Oleh. Fitria Larasati

Gedung MPR-DPR RI

Arsitektur sebagai lingkungan binaan pada kenyataannya akan menyerap dan diserap oleh kondisi sosiokultural lingkungannya. Pada gilirannya arsitektur terbingkai dalam keadaan politik masyarakat saat arsitektur itu diciptakan. Sejarah telah mencatat bahwa sejarah arsitektur selalu berkaitan dengan sejarah kelas yang berkuasa.  Arsitektur bahkan menjadi bukti penting dan merupakan bagian dari pasang surut berbagai kekuasaan dan berbagai manifestasinya.

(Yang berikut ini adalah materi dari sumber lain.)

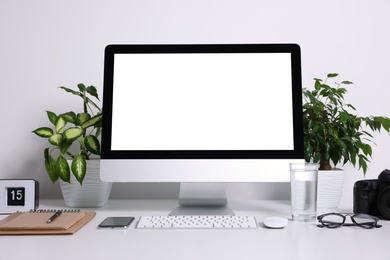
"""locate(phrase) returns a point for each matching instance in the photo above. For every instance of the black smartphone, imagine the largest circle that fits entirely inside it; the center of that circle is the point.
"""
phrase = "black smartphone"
(116, 223)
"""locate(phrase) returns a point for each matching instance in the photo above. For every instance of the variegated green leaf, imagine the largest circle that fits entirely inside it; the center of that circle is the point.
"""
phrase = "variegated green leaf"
(79, 168)
(93, 92)
(69, 117)
(93, 121)
(62, 169)
(55, 139)
(52, 117)
(82, 117)
(65, 145)
(43, 132)
(92, 144)
(60, 124)
(73, 133)
(50, 165)
(81, 87)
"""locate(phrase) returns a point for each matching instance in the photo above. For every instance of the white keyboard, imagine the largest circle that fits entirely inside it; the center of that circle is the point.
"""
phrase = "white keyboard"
(197, 222)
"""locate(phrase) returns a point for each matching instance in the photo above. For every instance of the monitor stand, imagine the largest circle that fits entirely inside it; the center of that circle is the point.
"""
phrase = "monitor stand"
(202, 199)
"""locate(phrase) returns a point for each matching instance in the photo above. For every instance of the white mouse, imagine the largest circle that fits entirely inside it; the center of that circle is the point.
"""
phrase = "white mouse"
(275, 222)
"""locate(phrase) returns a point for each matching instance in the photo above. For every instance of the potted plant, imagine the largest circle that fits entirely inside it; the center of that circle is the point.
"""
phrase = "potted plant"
(79, 132)
(333, 133)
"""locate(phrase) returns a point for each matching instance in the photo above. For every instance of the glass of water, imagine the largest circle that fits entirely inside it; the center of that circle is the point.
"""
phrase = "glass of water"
(303, 179)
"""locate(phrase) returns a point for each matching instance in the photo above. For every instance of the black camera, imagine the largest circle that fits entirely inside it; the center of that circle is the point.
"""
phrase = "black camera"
(373, 196)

Dalam buku ini dipaparkan bahwa relasi antara kekuasaan, politik dan arsitektur lebih layak disebut sebagai peradaban bukan semata produk budaya karena peradaban adalah bentuk yang lebih luas ketimbang kebudayaan. Arsitektur yang berkembang pada Yunani klasik misalnya, pengembangan kota yang dipengaruhi pasang surut penguasanya disebut sebagai cikal bakal peradaban modern barat. Kota Paris Francis dengan perubahan wajah kota yang sengaja dibuat mixues, berpusat pada menara Eiffel menggambarkan kekuatan dan peradaban yang tengah berlangsung pada masa revolusi industri. Perkembangan arsitektur di nusantara yang dimulai dari peninggalan candi-candi hingga munculnya monumen nosional menandai logika yang berkuasa terhadap peradaban yang tengah berlangsung saat itu.


Mengenai impact khusus terhadap nasionalisme dan arsitektur, kita dirasa perlu melirik kembali kolonialisme. Dalam hal ini, nasionalisme menggambarkan cara melihat ke depan dan kolonialisme cara kita melihat ke belakang. Christoper Wren  pada abad ke-17 memaparkan bahwa “arsitektur mendirikan suatu bangsa, menciptakan masyarakat dan perniagaan, membuat orang-ornag mencintai tanah airnya.”

Pasca kemerdekaan ada kecenderungan bahwa pendekatan terhadap hegemoni barat dilakukan dengan mengusung paradigma nasionalisme dan modernitas-progresif yang tetap menggunakan jargon-jargon dan ikon-ikon budaya barat. Pada saat ini arsitektur modern diadopsi secara langsung sebagai bentuk perlawanan oleh rezim postkolonial/ nasionalis yang pada saat itu dinahkodai Presiden Soekarno.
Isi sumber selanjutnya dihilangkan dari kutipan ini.